When the message has been read, they disappear after about 40 seconds.
Staellium UK chief executive officer Carole Barnum told CNN the main aim of the service was to protect sensitive information.
"Business leaders are conveying information and communicating using mobile phones more and more and there is a need to protect sensitive information," she said.
"The technology behind StealthText is derived from military technology, so the comparisons with 'Mission Impossible' are justified."
Barnum said the company had been approached by financial services companies, the British Ministry of Defence and celebrity agents about the service.
One of the most high-profile victims of embarrassing texts was the England football captain David Beckham, who sent explicit messages to his personal assistant Rebecca Loos. They were published in the tabloid press in April 2004.

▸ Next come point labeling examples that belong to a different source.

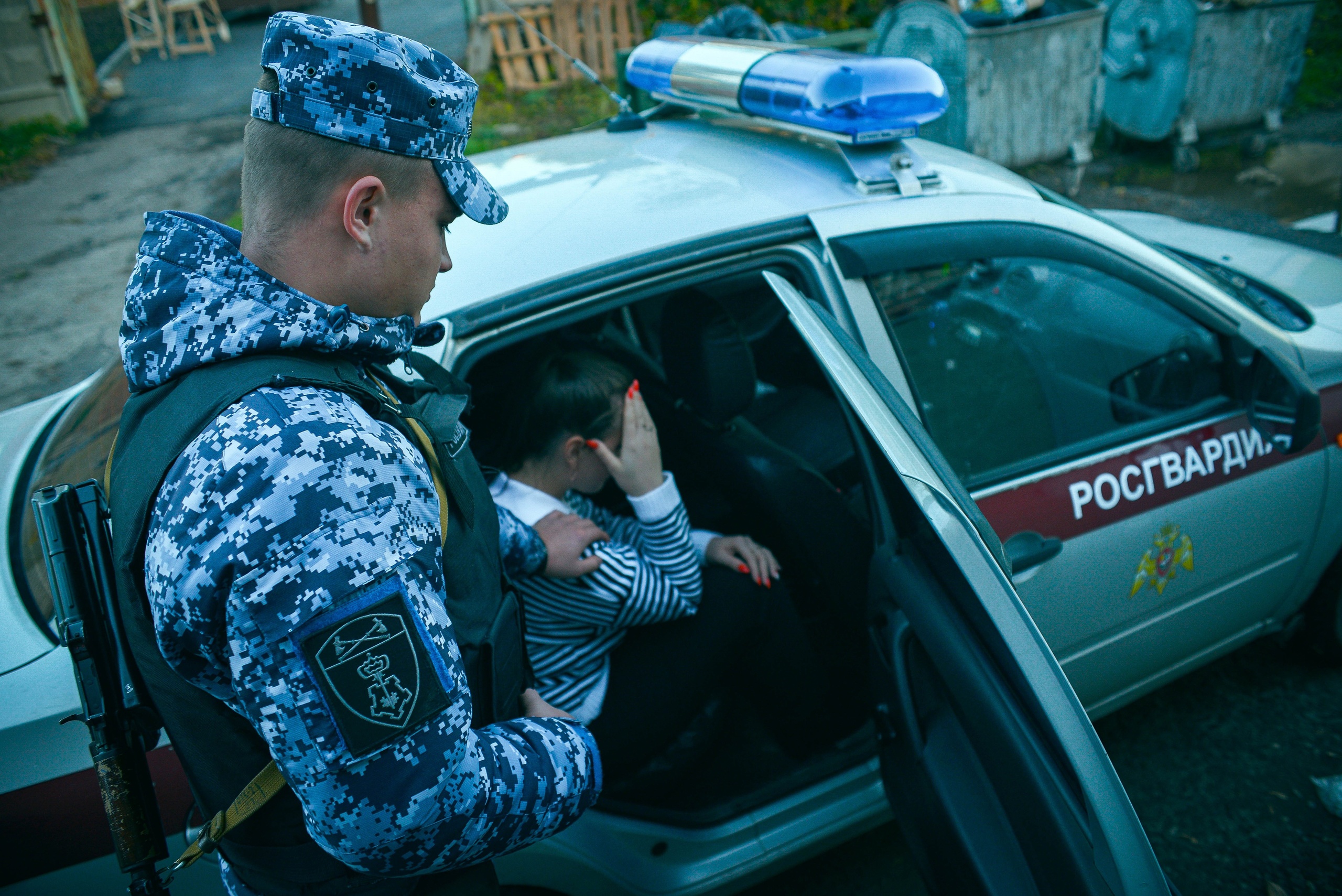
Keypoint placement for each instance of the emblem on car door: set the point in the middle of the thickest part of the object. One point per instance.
(1170, 550)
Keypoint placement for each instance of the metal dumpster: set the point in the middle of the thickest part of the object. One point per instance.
(1023, 93)
(1178, 68)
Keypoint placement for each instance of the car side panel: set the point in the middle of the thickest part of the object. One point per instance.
(1161, 577)
(1328, 541)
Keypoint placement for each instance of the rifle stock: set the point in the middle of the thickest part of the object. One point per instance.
(73, 524)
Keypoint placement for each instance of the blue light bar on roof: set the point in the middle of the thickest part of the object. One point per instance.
(856, 99)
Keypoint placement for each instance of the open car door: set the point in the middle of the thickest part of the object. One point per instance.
(990, 762)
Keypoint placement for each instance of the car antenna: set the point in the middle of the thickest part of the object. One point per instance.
(627, 118)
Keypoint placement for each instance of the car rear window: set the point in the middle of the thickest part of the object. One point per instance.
(1257, 297)
(75, 451)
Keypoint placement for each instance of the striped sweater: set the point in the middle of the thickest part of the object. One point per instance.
(650, 573)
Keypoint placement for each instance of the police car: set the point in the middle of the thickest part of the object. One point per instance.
(1069, 457)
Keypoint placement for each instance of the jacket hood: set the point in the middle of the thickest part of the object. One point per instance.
(195, 299)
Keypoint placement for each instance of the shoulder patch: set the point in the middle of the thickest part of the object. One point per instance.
(376, 668)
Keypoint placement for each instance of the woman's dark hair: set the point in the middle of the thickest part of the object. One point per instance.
(555, 395)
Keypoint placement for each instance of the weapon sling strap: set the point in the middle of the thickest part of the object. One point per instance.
(269, 781)
(254, 796)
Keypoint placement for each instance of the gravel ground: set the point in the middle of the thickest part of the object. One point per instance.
(1216, 763)
(1219, 765)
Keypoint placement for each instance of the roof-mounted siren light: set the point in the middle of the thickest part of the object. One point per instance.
(864, 104)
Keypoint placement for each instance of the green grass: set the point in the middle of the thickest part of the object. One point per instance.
(1321, 83)
(27, 144)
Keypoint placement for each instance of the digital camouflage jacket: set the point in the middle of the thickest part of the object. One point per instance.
(291, 503)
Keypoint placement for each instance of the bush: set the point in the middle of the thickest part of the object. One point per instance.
(832, 15)
(1321, 83)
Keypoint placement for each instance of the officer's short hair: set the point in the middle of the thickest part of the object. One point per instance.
(288, 174)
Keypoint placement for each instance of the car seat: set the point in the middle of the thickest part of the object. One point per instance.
(784, 502)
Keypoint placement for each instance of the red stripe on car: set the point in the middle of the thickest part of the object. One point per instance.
(1082, 499)
(61, 823)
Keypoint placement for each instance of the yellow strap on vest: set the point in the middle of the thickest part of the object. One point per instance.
(254, 796)
(106, 471)
(426, 446)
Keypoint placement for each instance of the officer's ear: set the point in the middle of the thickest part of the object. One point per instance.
(365, 203)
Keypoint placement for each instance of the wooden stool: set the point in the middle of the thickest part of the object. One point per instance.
(144, 27)
(200, 18)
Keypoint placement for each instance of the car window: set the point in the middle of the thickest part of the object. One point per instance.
(75, 451)
(1019, 361)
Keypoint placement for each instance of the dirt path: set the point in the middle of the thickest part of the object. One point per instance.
(70, 236)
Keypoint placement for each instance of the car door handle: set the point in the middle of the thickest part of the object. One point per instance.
(1027, 550)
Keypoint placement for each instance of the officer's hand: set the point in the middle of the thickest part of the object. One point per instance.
(566, 537)
(638, 469)
(533, 705)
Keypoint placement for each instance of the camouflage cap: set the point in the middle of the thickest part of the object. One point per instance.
(377, 90)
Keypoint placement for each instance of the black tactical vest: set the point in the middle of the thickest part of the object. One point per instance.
(219, 750)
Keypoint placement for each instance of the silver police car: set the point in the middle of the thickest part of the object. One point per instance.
(1069, 457)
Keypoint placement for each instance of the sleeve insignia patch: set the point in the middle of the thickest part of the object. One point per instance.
(1160, 564)
(376, 668)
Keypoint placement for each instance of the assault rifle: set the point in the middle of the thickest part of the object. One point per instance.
(73, 522)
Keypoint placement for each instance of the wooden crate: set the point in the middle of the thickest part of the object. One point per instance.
(591, 30)
(596, 30)
(525, 61)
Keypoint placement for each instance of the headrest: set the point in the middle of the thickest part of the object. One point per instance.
(709, 364)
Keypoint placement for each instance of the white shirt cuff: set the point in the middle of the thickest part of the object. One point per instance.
(701, 538)
(658, 503)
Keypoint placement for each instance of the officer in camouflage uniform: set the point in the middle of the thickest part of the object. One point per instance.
(294, 557)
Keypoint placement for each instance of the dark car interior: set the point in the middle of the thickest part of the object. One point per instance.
(760, 445)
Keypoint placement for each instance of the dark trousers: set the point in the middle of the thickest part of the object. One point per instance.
(746, 639)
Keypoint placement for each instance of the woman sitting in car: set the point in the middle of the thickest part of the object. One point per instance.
(672, 616)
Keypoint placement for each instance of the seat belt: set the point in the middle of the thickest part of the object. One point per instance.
(269, 781)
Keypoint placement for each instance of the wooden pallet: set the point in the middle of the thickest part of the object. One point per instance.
(596, 30)
(525, 61)
(591, 30)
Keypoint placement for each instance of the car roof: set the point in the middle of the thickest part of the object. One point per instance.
(583, 200)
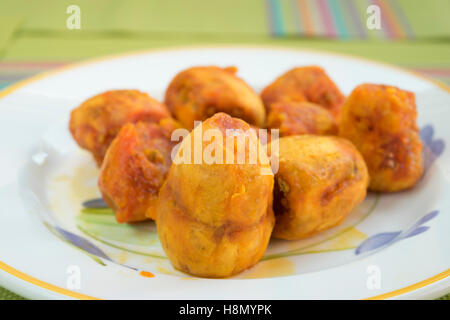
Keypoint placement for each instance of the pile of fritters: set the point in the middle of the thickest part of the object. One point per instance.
(216, 219)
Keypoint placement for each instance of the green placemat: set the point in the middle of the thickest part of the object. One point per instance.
(34, 36)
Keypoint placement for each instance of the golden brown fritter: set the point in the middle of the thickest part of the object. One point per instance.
(380, 120)
(135, 167)
(320, 180)
(96, 122)
(295, 118)
(309, 83)
(215, 220)
(200, 92)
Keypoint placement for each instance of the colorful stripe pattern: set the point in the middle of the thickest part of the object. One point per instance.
(341, 19)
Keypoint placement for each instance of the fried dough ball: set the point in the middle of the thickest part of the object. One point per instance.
(380, 120)
(215, 220)
(295, 118)
(135, 167)
(96, 122)
(309, 83)
(200, 92)
(320, 180)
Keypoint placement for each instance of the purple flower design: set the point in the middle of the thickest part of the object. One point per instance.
(381, 240)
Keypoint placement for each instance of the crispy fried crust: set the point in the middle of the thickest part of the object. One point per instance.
(380, 120)
(295, 118)
(96, 122)
(320, 180)
(200, 92)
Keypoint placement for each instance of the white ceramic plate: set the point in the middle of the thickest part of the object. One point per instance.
(393, 245)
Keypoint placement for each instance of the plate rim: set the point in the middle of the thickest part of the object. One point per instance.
(17, 274)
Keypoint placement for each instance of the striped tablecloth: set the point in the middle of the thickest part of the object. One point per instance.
(34, 37)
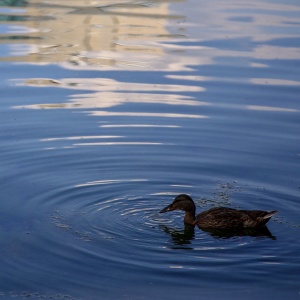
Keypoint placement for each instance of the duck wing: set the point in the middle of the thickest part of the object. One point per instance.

Barnum said some critics had concerns about preventing the messages being used as a method of bullying teenagers and children, but she said the service could be accessed only by people older than 18.
She said if anyone received malicious StealthTexts, they could block the sender or stop any StealthTexts from any sender being sent to their phone.
All messages would be stored and saved for at least six months on a secure server.
The company also plans to unveil self-destructing e-mails, digital photos and voice mail messages, when it presents its ideas at the 3GSM World Congress to be held in Barcelona, Spain, in February.
Barnum said the company had chosen to launch the service in the United Kingdom because it believed the country led the world in the wireless economy.